Drawn to the outdoors in the post-vaccine summer of 2021, Neal Esserman, 72, of Redondo Beach, California, ventured up to Salmon Falls Resort in Ketchikan, Alaska, to fish. The trip was so wonderful — he returned home with 70 pounds of filets — that he and his wife are planning to return this summer. But this time they’re going bigger, bringing their daughter and son-in-law along and splurging on a floatplane outing, for instance.
“It was so spectacular and so fun, I’m going to take it a step further,” Esserman says. “After being under house arrest [for so long], I don’t care what it costs. We’re going.”
With COVID-19 restrictions eased, Americans are itching to explore. More than 80 percent of travelers are excited to travel again, according to a March survey of 4,000 Americans by Destination Analysts, a market research firm. Travel advisers and providers report that many are planning trips as big as they can afford — whether they’re ticking off places on their bucket lists, scheduling longer or higher-end trips than usual, or planning special destination reunions with friends and family to make up for lost time.
The online travel agency Expedia calls it the G.O.A.T. — or Greatest of All Trips — mindset and the leading travel trend of 2022.
“Consciously or subconsciously, we’ve adopted a philosophy of how important it is to live in the moment, because we saw how quickly things can change,” says Justin Smith, the owner of Evolved Traveler, a travel agency in Beverly Hills, California. “Many freedoms we take for granted, we lost for a while. It shook a lot of us to the core [and led us] to say, ‘I’m going to make the most of my life. I’m not going to put things off. I’m going to do it now and bigger than before because I’m going to do it right.’ ”

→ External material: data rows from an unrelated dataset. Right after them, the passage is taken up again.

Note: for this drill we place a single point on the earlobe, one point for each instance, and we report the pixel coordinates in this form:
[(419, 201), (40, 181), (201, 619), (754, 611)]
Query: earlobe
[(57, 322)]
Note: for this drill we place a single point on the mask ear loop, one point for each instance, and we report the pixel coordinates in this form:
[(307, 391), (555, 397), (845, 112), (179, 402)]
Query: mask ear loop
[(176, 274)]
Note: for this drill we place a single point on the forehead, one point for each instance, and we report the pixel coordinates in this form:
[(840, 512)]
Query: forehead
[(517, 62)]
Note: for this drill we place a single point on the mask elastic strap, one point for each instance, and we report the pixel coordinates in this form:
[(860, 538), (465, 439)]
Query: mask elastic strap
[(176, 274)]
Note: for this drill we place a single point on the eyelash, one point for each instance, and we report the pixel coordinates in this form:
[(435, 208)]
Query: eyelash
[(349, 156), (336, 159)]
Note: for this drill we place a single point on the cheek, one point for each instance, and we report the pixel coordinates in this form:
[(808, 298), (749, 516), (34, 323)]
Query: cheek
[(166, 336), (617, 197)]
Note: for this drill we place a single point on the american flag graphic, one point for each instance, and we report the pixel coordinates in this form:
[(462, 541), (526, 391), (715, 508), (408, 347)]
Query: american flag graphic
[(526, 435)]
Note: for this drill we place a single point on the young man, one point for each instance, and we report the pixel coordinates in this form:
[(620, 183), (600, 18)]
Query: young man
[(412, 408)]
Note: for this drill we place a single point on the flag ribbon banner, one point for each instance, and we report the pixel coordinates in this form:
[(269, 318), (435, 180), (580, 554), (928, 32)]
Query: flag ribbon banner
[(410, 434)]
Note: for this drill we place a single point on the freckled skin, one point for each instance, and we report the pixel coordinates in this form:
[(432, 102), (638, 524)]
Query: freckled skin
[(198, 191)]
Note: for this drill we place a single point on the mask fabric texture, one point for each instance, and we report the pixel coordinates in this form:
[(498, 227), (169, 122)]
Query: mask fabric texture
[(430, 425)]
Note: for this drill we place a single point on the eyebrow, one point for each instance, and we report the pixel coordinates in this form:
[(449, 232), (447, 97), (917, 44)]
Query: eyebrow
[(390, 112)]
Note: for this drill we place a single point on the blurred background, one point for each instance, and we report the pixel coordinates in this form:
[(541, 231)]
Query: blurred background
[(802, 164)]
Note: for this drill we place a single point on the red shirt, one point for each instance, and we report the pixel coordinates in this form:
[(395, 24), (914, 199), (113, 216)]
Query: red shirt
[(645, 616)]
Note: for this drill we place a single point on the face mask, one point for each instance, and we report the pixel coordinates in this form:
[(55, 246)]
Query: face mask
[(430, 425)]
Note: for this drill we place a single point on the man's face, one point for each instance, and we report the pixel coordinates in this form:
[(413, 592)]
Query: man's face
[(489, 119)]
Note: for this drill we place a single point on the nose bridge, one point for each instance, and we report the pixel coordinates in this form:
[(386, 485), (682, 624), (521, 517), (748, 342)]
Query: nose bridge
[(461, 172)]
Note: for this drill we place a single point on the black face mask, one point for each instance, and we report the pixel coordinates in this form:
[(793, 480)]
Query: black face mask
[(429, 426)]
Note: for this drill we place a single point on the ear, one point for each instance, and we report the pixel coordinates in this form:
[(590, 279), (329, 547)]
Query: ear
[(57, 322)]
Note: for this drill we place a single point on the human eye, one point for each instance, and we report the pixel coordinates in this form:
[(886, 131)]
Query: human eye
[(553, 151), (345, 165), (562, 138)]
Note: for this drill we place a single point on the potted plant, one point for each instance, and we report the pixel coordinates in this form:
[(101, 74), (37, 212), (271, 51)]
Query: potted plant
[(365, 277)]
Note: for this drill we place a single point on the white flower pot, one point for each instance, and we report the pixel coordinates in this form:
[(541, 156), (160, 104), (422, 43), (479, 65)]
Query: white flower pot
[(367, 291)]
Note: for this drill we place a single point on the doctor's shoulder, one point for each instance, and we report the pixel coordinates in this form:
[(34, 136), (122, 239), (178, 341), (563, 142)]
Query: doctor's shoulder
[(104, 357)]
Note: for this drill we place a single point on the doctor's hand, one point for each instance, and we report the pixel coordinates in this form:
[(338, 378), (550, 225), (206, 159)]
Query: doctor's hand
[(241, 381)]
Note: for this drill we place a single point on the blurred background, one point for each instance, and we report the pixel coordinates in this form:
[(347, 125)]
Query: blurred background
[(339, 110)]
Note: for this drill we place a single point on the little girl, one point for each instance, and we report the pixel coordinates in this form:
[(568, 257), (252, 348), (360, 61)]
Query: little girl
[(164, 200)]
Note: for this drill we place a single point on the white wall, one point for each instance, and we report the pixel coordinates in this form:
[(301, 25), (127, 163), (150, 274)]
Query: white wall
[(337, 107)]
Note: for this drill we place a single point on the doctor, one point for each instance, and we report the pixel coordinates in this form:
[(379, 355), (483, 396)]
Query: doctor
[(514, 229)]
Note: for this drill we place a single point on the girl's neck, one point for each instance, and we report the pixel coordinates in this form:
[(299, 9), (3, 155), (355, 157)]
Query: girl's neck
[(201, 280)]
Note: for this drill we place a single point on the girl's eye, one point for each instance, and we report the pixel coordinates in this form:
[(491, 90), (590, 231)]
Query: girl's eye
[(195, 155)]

In a survey of 3,000 global travelers, American Express found that 55 percent want to book a once-in-a-lifetime vacation. Depending on the traveler, that can mean a long-imagined trip to an iconic destination like Paris or Rome, or an exotic, faraway adventure. Amadeus, an airline information technology company, for example, reports a 36 percent increase in searches for Tanzania, a popular safari destination, and nearly 50 percent more searches for cities near Machu Picchu in Peru.